PostgreSQL Notes

Creating this note to keep track of some things about PostgreSQL that I want to remember / learn about. So far, I have taken notes mainly on PostgreSQL indexes and keys.

Date Created:

Last Edited:

2 536

Listing All Columns in Table

Sometimes you want to do this to get information about the table in a quick manner
- Right now I am using it to create structs for each table to make the backend migration from NodeJS to GO easier.

-- Select most of the relevant information from the table
SELECT column_name, column_default, data_type, is_nullable 
FROM information_schema.columns 
WHERE table_name='TABLE_NAME';

A Note on Database Indexes

See the documentation for detailed notes on PostgreSQL indexes.

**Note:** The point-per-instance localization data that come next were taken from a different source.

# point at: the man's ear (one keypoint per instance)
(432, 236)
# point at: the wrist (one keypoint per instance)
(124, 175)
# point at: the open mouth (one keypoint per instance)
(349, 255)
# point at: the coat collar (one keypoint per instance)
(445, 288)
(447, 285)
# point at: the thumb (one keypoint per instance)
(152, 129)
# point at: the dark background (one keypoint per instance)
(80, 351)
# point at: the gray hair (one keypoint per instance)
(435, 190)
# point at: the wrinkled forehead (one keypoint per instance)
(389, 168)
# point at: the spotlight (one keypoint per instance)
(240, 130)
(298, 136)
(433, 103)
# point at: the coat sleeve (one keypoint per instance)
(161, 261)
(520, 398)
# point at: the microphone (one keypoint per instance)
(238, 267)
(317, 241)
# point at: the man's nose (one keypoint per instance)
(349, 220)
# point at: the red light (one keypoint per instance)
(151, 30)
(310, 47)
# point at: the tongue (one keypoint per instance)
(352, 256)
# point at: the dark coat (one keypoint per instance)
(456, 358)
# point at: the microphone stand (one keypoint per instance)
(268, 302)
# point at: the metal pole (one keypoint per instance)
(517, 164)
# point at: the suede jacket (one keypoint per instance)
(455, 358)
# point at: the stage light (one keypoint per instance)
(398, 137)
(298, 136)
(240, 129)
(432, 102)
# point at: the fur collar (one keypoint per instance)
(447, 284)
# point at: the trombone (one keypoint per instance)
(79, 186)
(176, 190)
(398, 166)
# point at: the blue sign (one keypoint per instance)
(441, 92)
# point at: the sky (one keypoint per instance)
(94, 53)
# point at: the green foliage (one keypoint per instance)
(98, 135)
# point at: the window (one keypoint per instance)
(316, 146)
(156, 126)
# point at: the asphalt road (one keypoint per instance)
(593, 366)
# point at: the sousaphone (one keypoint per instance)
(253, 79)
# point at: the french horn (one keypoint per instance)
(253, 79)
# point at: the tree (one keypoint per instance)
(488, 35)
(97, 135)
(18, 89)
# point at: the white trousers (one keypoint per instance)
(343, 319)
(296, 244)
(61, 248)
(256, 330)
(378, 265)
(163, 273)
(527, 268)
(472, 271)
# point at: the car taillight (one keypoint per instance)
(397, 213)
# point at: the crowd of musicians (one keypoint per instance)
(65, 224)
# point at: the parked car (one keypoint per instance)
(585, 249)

Indexes are a common way to enhance databse performance. An index allows the database server to find and retrieve specific rows much faster than it could do without an index. But indexes also add overhead to the database system as a whole, so they should be used sensibly.

Index Operations:

index_name: Whatever you want to name the index
table_name: the name of the table on which to create the index
column_name: the name of the column to create the index on

-- Create Index
CREATE INDEX index_name ON table_name (column_name);
-- Drop Index
DROP INDEX index_name

In general, PostgreSQL indexes can be used to optimize queries that contain one or more WHERE or JOIN clauses of the form indexed-column indexable-operator comparison-value where the indexed-column is whatever column or expression the index has been defined on. The indexable-operator is an operator that is a member of the index's operator class for the indexed column, and the comparison-value can be any expression that is not volatile and that does not reference the index's table.

Index Types:

PostgreSQL provides several index types: B-tree, Hash, GIST< SP-GiST, GIN, BRIN, and the extension bloom. Each index type uses a different algorithm that is best suited to different types of indexable clauses.

B-Tree indexes are the default. The other index types are selected using the syntax below. (Replace index_type with an index_type).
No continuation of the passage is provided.